FARC commentary[edit]

Issues raised in the review section include coverage, referencing, and style. Nikkimaria (talk) 16:12, 4 February 2017 (UTC)
  • Delist. Fails 1e (stability). Article undergoes major changes on a regular basis, such as the addition[52][53][54][55] and removal[56] of substantial pieces of content (examples from the last 30 days of changes not performed as part of the review process). The article is more than twice as large as it was when promoted and reverting to an earlier revision could lead to reinsertion of outdated material and removal of relevant content, nor would it address the reason(s) why the page is under constant revision. DrKay (talk) 12:50, 5 February 2017 (UTC)
  • Delist. Significant attention is needed to changes since nomination, and such work is not occurring. --Laser brain (talk) 14:47, 6 February 2017 (UTC)
  • Delist for reasons above.

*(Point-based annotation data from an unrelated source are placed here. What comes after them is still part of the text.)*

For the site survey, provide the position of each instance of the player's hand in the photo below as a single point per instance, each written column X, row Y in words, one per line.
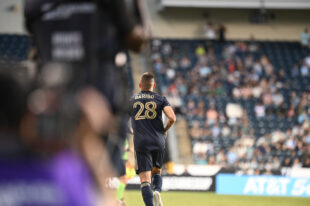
column 166, row 134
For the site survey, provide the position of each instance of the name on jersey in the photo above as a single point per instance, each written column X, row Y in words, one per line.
column 144, row 96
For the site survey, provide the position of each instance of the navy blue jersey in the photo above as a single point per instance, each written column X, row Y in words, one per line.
column 147, row 121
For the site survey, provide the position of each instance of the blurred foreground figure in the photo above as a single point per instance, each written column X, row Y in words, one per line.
column 28, row 178
column 90, row 36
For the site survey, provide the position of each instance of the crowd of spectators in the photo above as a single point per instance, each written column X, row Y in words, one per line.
column 228, row 92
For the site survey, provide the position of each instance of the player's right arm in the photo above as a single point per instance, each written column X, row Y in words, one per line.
column 171, row 118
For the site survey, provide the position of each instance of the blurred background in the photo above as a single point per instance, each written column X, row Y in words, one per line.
column 237, row 73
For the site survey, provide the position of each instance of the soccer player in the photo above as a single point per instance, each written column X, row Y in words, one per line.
column 149, row 137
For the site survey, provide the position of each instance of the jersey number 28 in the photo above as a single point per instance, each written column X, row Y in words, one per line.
column 150, row 110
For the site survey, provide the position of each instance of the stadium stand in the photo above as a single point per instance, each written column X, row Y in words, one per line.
column 246, row 102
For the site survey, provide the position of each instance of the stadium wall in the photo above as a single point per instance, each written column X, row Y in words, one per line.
column 189, row 22
column 11, row 16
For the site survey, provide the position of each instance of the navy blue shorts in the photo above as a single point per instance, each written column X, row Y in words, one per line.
column 145, row 161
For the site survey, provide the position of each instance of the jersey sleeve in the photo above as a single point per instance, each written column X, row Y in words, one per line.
column 165, row 102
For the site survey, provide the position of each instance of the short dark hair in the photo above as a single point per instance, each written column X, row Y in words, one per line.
column 12, row 102
column 147, row 80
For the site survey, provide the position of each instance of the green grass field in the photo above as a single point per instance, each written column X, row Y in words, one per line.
column 134, row 198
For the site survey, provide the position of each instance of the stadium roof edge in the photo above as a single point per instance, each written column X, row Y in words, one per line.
column 238, row 4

Midnightblueowl (talk) 13:07, 14 February 2017 (UTC)

Covent Garden[edit]

Notified: SilkTork, WikiProject London

Review section[edit]

This article is scheduled to be featured on the main page on 30 June, but it's a complete mess. The introduction is five paragraphs long and comprises a mix of tourist guide-style material and an extended paraphrase of a single source detailing the history of the area; the history section, which should and sometimes does have that information, is poor; the geography and landmarks sections are completely tangled, again frequently containing material that should be classed as history; the rest of the article is a hodgepodge of trivia and unnecessary detail: the stage of the Royal Opera House is roughly 15 metres square, the collection of the Transport Museum had previously been held at Syon Park and Clapham, The Harp has been owned by the landlady since 2010. Et cetera, et cetera. The writing is of poor quality throughout, largely as a result of how disorganised the article is. Here's an example: Platform access is only by lift or stairs; until improvements to the exit gates in 2007, due to high passenger numbers (16 million annually), London Underground had to advise travellers to get off at Leicester Square and walk the short distance (the tube journey at less than 300 yards is London's shortest) to avoid the congestion. The reader of this article, once they get their breath back after trying to read that in one go, will recall that the 300 yard factlet had already been presented to them irrelevantly in the introduction. It's not worth trying to scrub through this piece and spot and fix the issues in time for it to be featured again; this is C-class work and needs significant rewriting before it goes anywhere near the main page.  — Scott talk 22:55, 14 June 2016 (UTC)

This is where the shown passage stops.